C'est vainement qu'ils font état de l'avis à tiers détenteur reçu le 1er décembre 2025 pour un montant de 55.520 euros, lequel confirme les difficultés financières précédemment invoquées et connues alors, au surplus, que cet avis à tiers détenteur ne suffit pas, à lui seul, à établir une situation d'une exceptionnelle gravité.
Par ailleurs, ils ne produisent aucun avis d'imposition ni de pièce de nature à établir leur situation financière et patrimoniale, seule une attestation fiscale 2025 justifiant des pensions de retraites perçues par M. [O] [N] au cours de cette année et une attestation de paiement de la pension de retraite du mois de mai 2026 ayant été versées aux débats. Ces pièces ne permettent pas d'établir l'existence de conséquences manifestement excessives causées par l'exécution provisoire du jugement, de surcroît apparues depuis celui-ci.
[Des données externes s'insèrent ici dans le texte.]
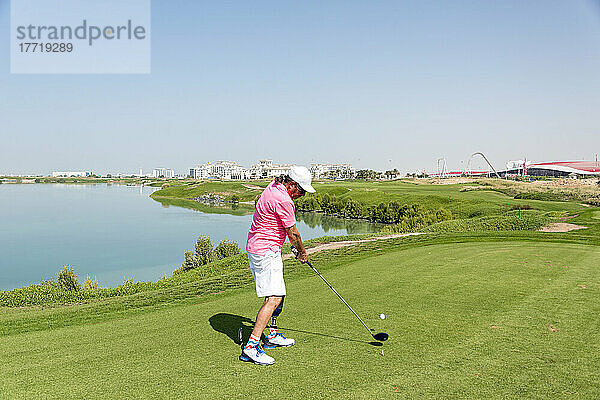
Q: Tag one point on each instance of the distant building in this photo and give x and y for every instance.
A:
(69, 174)
(266, 169)
(564, 169)
(163, 173)
(333, 171)
(227, 170)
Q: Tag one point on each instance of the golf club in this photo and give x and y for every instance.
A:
(381, 336)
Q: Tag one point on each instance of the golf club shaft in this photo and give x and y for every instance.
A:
(341, 298)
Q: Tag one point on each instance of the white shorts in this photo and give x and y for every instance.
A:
(267, 271)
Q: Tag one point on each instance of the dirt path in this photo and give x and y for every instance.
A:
(561, 227)
(346, 243)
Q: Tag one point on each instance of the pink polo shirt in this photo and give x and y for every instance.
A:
(273, 214)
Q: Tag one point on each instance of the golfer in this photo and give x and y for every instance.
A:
(273, 220)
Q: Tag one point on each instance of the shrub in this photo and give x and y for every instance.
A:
(204, 251)
(67, 280)
(203, 254)
(227, 248)
(90, 284)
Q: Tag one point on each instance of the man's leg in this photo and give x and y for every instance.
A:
(265, 312)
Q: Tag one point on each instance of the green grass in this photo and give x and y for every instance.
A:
(442, 302)
(463, 203)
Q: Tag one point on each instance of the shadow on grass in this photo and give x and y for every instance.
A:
(230, 324)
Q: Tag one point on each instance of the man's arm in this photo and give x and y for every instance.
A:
(296, 241)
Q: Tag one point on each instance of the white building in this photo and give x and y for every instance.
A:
(336, 171)
(228, 170)
(266, 169)
(163, 173)
(67, 174)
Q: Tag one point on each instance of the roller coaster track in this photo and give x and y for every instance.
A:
(486, 160)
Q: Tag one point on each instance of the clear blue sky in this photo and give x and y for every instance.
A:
(379, 84)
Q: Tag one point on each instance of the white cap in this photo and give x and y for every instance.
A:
(302, 177)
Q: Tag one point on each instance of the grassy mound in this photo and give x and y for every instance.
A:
(470, 320)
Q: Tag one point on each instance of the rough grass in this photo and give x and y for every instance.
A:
(470, 320)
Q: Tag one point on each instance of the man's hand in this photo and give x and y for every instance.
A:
(297, 255)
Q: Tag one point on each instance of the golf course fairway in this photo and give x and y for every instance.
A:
(466, 320)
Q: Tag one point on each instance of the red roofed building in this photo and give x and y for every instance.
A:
(564, 168)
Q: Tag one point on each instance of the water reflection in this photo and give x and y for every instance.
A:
(312, 219)
(327, 223)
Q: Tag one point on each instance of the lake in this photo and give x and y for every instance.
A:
(113, 232)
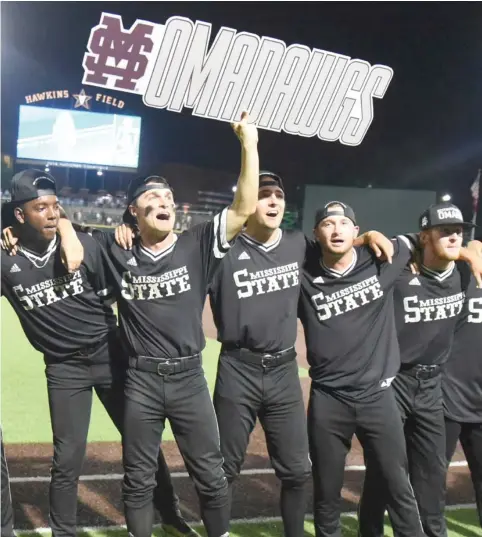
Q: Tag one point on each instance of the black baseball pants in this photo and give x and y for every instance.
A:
(420, 406)
(470, 436)
(245, 391)
(183, 398)
(6, 503)
(332, 423)
(70, 386)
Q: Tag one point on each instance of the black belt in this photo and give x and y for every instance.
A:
(164, 366)
(263, 359)
(421, 372)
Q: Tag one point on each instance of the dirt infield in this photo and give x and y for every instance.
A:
(256, 493)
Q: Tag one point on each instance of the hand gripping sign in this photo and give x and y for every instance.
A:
(284, 88)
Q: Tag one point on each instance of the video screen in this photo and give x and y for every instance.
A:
(78, 138)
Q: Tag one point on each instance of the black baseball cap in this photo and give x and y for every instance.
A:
(335, 208)
(139, 185)
(267, 178)
(442, 214)
(31, 184)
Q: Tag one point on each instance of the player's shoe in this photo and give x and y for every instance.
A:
(180, 528)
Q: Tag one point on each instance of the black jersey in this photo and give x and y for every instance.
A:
(349, 321)
(462, 375)
(254, 296)
(426, 309)
(161, 295)
(60, 313)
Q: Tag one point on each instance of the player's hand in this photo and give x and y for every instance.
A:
(124, 236)
(381, 245)
(246, 132)
(416, 262)
(9, 241)
(71, 253)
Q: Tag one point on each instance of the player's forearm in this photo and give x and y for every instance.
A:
(362, 240)
(469, 256)
(65, 228)
(246, 197)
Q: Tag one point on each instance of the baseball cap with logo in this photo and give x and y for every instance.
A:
(335, 208)
(31, 184)
(267, 178)
(139, 185)
(442, 214)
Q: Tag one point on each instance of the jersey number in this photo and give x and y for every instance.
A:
(475, 310)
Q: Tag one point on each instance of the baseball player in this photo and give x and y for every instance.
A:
(161, 289)
(462, 389)
(426, 310)
(67, 317)
(346, 308)
(6, 504)
(254, 299)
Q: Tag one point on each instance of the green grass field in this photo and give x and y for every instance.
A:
(24, 403)
(460, 522)
(25, 419)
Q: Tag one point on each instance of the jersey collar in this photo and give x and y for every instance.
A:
(267, 246)
(337, 273)
(156, 255)
(40, 260)
(436, 275)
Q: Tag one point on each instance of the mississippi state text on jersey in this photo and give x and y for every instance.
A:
(60, 313)
(161, 294)
(349, 321)
(254, 295)
(462, 374)
(426, 309)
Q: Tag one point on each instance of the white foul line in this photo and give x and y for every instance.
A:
(178, 475)
(197, 524)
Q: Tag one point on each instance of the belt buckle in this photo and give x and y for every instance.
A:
(423, 373)
(163, 364)
(266, 359)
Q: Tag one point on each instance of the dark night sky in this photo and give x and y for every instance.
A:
(426, 132)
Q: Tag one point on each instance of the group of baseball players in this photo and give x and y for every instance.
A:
(391, 337)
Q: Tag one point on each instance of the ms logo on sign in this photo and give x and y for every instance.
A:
(302, 91)
(118, 52)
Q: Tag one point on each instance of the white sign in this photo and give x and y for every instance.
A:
(294, 89)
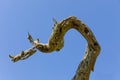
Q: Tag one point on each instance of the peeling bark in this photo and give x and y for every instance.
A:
(56, 42)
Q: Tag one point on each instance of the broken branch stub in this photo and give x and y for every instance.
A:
(56, 42)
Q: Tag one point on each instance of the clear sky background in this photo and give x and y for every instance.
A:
(18, 17)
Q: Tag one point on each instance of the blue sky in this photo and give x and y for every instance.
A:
(18, 17)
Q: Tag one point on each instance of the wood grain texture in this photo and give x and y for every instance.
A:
(56, 42)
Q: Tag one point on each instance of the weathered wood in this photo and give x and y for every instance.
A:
(56, 42)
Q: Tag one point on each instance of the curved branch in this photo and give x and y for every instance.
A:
(56, 42)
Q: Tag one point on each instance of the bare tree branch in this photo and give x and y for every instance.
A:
(56, 42)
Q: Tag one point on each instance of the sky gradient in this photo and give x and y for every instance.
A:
(18, 17)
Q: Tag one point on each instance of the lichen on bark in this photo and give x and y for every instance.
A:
(56, 42)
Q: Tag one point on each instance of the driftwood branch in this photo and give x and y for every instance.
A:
(56, 42)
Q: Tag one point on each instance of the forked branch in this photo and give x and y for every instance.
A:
(56, 42)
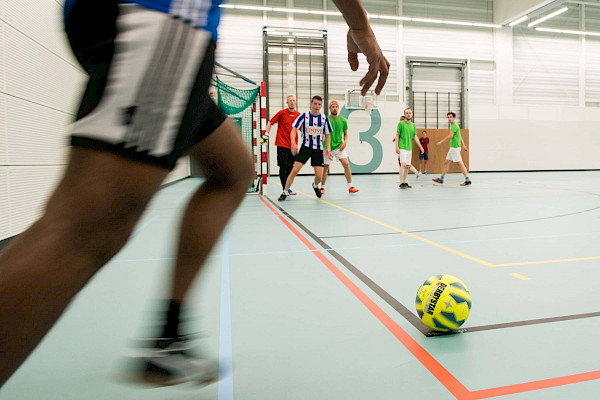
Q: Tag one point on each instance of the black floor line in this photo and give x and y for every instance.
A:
(469, 226)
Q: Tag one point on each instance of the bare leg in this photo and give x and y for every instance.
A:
(297, 167)
(463, 168)
(445, 167)
(228, 178)
(400, 172)
(85, 223)
(325, 174)
(318, 174)
(347, 171)
(404, 172)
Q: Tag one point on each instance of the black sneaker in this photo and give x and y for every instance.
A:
(317, 191)
(170, 361)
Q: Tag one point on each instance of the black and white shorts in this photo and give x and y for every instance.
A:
(316, 156)
(147, 97)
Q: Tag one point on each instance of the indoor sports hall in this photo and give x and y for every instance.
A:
(313, 294)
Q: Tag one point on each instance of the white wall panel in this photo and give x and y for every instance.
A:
(592, 72)
(341, 77)
(5, 229)
(440, 41)
(35, 134)
(3, 135)
(545, 68)
(460, 10)
(482, 82)
(35, 74)
(29, 189)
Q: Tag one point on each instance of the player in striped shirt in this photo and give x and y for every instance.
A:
(316, 138)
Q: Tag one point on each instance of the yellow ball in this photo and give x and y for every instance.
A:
(443, 303)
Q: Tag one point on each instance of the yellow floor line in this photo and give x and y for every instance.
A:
(519, 276)
(547, 261)
(422, 239)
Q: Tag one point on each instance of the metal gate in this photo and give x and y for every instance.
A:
(295, 62)
(436, 88)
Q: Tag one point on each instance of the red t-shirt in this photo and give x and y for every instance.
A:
(284, 120)
(424, 143)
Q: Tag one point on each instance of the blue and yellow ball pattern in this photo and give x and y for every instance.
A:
(443, 303)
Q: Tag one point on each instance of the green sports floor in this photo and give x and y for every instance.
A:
(313, 299)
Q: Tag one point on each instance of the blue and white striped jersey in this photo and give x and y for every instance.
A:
(205, 14)
(313, 129)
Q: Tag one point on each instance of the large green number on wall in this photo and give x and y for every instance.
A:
(368, 137)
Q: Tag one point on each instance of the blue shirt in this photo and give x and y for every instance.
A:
(313, 128)
(205, 14)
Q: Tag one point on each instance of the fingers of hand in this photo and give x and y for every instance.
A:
(353, 61)
(384, 70)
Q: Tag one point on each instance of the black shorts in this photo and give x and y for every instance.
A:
(147, 97)
(284, 156)
(316, 156)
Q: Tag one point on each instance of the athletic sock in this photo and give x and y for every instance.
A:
(171, 328)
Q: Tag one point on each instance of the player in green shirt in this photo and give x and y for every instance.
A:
(406, 133)
(456, 141)
(339, 141)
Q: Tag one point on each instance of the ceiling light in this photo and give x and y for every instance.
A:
(370, 16)
(554, 14)
(518, 21)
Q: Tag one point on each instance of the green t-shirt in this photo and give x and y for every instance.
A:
(407, 131)
(455, 141)
(339, 126)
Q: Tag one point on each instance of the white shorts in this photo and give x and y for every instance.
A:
(454, 154)
(405, 156)
(337, 154)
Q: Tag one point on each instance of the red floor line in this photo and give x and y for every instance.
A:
(440, 373)
(536, 385)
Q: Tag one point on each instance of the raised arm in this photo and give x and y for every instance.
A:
(416, 139)
(294, 146)
(445, 139)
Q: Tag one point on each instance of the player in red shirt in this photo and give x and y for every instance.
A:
(285, 158)
(424, 157)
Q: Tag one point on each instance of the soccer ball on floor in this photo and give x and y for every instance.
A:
(443, 303)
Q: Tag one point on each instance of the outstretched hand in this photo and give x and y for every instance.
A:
(364, 41)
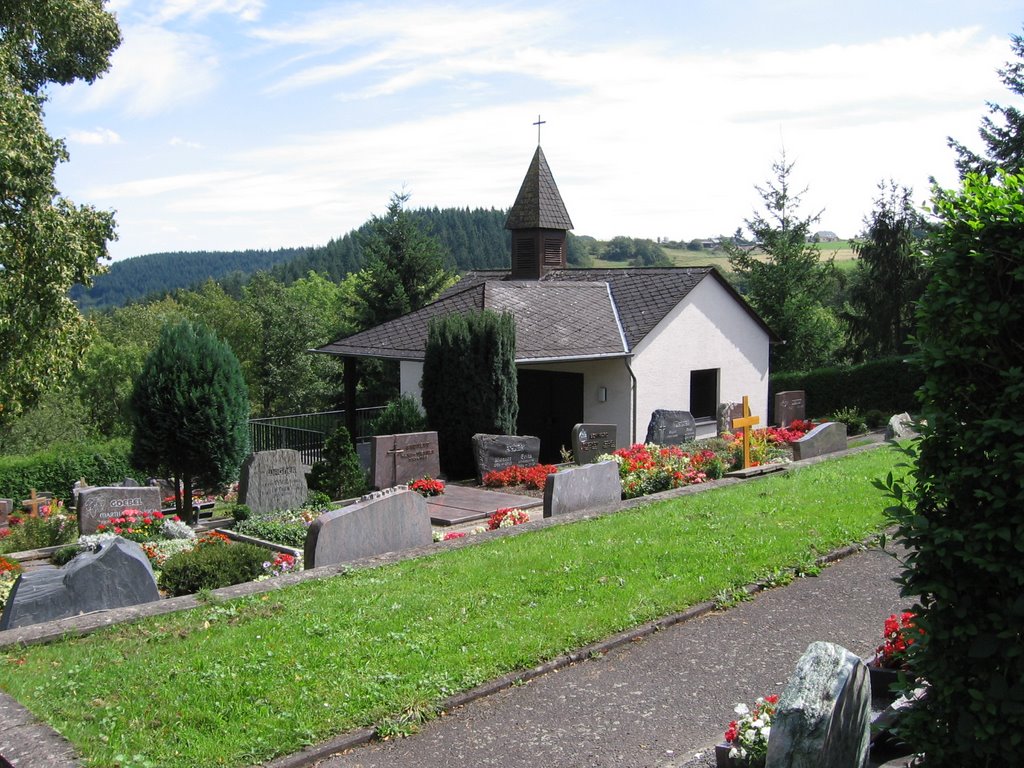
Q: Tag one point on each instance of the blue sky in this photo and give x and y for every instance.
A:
(231, 124)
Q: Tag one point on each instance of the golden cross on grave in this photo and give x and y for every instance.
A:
(33, 504)
(745, 422)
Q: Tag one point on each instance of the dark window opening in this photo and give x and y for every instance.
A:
(704, 393)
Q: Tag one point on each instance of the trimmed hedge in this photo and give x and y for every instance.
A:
(887, 385)
(57, 469)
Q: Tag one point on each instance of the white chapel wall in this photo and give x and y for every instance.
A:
(708, 330)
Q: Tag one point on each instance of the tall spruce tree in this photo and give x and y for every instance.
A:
(1003, 133)
(785, 279)
(469, 383)
(190, 412)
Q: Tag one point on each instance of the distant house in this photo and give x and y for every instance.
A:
(595, 345)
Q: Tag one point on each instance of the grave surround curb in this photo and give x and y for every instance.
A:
(37, 745)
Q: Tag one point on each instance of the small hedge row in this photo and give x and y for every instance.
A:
(887, 385)
(58, 468)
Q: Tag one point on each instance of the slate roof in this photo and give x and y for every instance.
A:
(539, 205)
(567, 314)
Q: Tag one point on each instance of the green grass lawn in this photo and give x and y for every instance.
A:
(237, 683)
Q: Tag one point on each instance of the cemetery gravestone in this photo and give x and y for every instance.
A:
(592, 440)
(671, 428)
(824, 438)
(396, 459)
(99, 505)
(823, 717)
(386, 521)
(790, 407)
(497, 452)
(900, 427)
(582, 487)
(272, 479)
(118, 576)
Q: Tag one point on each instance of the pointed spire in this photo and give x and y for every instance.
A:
(539, 205)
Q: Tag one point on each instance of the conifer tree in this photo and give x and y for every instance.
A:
(190, 412)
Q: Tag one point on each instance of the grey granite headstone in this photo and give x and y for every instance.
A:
(592, 440)
(386, 521)
(582, 487)
(96, 506)
(727, 412)
(823, 716)
(671, 428)
(271, 480)
(497, 452)
(396, 459)
(790, 407)
(118, 576)
(901, 427)
(824, 438)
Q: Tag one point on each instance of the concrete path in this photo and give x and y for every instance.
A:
(662, 699)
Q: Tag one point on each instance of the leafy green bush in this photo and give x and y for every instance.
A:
(961, 515)
(399, 416)
(57, 469)
(289, 534)
(887, 385)
(210, 566)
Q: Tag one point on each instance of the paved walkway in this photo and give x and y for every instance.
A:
(662, 699)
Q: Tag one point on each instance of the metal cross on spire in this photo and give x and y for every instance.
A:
(539, 123)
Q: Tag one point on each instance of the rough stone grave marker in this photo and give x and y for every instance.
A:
(671, 428)
(824, 438)
(272, 479)
(790, 407)
(592, 440)
(118, 576)
(823, 716)
(98, 505)
(396, 459)
(386, 521)
(497, 452)
(582, 487)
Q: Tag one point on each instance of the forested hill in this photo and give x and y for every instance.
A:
(473, 240)
(160, 272)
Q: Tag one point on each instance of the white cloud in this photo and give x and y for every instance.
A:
(155, 70)
(95, 136)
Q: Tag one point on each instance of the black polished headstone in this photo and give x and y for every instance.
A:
(671, 428)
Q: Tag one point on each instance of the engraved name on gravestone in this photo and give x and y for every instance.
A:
(671, 428)
(790, 407)
(272, 479)
(497, 452)
(592, 440)
(99, 505)
(396, 459)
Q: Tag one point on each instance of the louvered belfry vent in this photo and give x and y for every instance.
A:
(539, 222)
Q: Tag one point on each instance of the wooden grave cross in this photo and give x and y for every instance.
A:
(745, 422)
(33, 503)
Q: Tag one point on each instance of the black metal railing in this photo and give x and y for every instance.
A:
(305, 432)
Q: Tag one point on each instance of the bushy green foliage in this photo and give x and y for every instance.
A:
(339, 475)
(887, 385)
(57, 469)
(400, 415)
(210, 566)
(190, 411)
(469, 383)
(962, 514)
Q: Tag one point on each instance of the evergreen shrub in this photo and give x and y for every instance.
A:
(961, 514)
(58, 468)
(211, 566)
(887, 385)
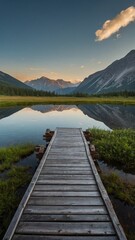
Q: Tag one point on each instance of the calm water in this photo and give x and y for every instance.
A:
(19, 125)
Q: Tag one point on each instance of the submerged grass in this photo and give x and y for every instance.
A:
(116, 147)
(25, 101)
(12, 154)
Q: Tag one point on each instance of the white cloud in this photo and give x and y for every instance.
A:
(82, 66)
(118, 35)
(112, 26)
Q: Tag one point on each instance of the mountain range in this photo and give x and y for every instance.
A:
(8, 81)
(59, 86)
(117, 77)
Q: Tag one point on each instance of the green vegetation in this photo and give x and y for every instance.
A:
(116, 147)
(12, 154)
(123, 191)
(27, 100)
(118, 188)
(13, 180)
(16, 178)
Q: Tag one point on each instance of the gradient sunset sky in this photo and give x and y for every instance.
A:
(68, 39)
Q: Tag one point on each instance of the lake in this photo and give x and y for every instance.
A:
(21, 125)
(28, 124)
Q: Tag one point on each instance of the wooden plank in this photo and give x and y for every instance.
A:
(67, 150)
(30, 209)
(74, 188)
(55, 164)
(104, 194)
(64, 194)
(62, 228)
(69, 161)
(67, 165)
(64, 218)
(66, 172)
(67, 182)
(63, 201)
(65, 177)
(56, 237)
(66, 168)
(57, 156)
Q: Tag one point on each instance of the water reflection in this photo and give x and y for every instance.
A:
(114, 116)
(18, 125)
(29, 124)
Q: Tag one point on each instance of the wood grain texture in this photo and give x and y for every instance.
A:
(65, 200)
(66, 228)
(56, 237)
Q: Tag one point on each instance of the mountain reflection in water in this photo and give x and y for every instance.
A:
(113, 116)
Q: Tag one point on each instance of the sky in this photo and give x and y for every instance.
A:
(64, 39)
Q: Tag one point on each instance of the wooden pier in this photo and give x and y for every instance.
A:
(66, 199)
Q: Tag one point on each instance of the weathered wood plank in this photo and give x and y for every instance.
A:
(114, 219)
(65, 177)
(64, 218)
(56, 237)
(63, 201)
(68, 172)
(74, 188)
(66, 168)
(55, 164)
(69, 156)
(30, 209)
(62, 228)
(67, 182)
(64, 194)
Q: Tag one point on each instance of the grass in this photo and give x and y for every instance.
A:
(118, 188)
(123, 191)
(12, 154)
(115, 147)
(25, 100)
(17, 178)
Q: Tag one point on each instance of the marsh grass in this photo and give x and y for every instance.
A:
(17, 178)
(119, 188)
(12, 154)
(116, 147)
(25, 100)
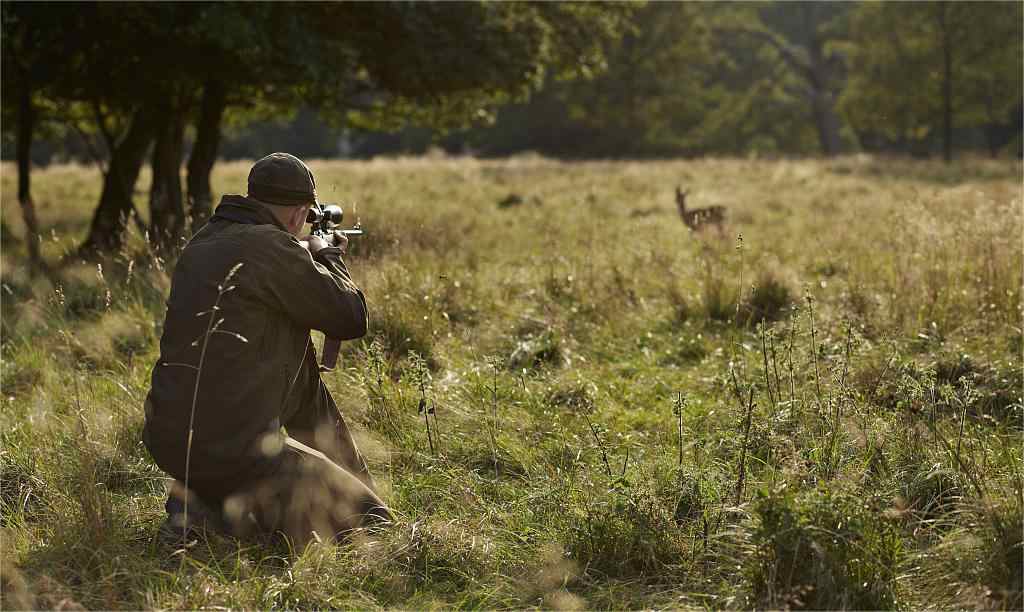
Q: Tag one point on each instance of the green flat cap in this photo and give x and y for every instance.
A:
(282, 179)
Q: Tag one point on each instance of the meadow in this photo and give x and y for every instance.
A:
(818, 406)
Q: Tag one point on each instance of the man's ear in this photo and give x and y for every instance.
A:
(298, 217)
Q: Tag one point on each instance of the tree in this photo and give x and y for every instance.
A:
(925, 68)
(37, 44)
(799, 54)
(381, 64)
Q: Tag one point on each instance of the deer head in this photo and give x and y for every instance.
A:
(681, 198)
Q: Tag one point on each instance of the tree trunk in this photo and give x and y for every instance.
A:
(204, 153)
(167, 213)
(826, 122)
(107, 230)
(26, 126)
(947, 88)
(822, 101)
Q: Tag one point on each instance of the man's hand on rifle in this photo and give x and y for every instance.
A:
(314, 243)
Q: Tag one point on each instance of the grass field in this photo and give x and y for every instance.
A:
(613, 428)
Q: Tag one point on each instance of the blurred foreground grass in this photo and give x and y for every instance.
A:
(614, 429)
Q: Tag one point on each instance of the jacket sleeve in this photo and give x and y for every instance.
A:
(316, 293)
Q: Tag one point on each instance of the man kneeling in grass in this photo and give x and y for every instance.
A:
(218, 428)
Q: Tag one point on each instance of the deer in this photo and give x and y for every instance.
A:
(698, 218)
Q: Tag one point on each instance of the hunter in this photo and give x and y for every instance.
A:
(222, 428)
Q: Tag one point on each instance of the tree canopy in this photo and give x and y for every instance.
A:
(141, 73)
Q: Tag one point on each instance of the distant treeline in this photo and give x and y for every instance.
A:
(808, 78)
(184, 84)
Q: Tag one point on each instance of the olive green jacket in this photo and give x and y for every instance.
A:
(259, 365)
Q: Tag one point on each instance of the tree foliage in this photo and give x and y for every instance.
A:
(926, 68)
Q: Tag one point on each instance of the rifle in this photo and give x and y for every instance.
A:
(325, 221)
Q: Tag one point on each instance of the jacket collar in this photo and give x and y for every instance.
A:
(239, 209)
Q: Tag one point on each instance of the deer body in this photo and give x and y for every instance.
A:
(698, 218)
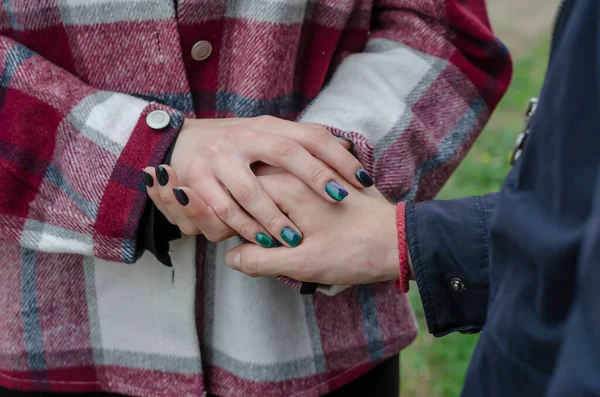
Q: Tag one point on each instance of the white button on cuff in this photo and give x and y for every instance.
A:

Dans ces conditions, faute pour MM. [N] de justifier de ces conséquences manifestement excessives postérieures au jugement, leur demande d'arrêt de l'exécution provisoire est irrecevable.
Succombant en leur prétention, MM. [N] supporteront les dépens de la présente instance. L'équité commande de les condamner à payer à la société Altola Holding, contrainte d'engager des frais irrépétibles pour assurer sa défense, la somme de 1.500 euros sur le fondement de l'article 700 du code de procédure civile.
PAR CES MOTIFS
Déclarons irrecevable la demande d'arrêt de l'exécution provisoire formée par MM. [O], [G] et [A] [N] ;
Condamnons MM. [O], [G] et [A] [N] aux dépens de l'instance et à payer à la société Altola Holding la somme de 1.500 euros sur le fondement de l'article 700 du code de procédure civile.
ORDONNANCE rendue par mise à disposition au greffe de la Cour, les parties en ayant été préalablement avisées dans les conditions prévues au deuxième alinéa de l'article 450 du code de procédure civile.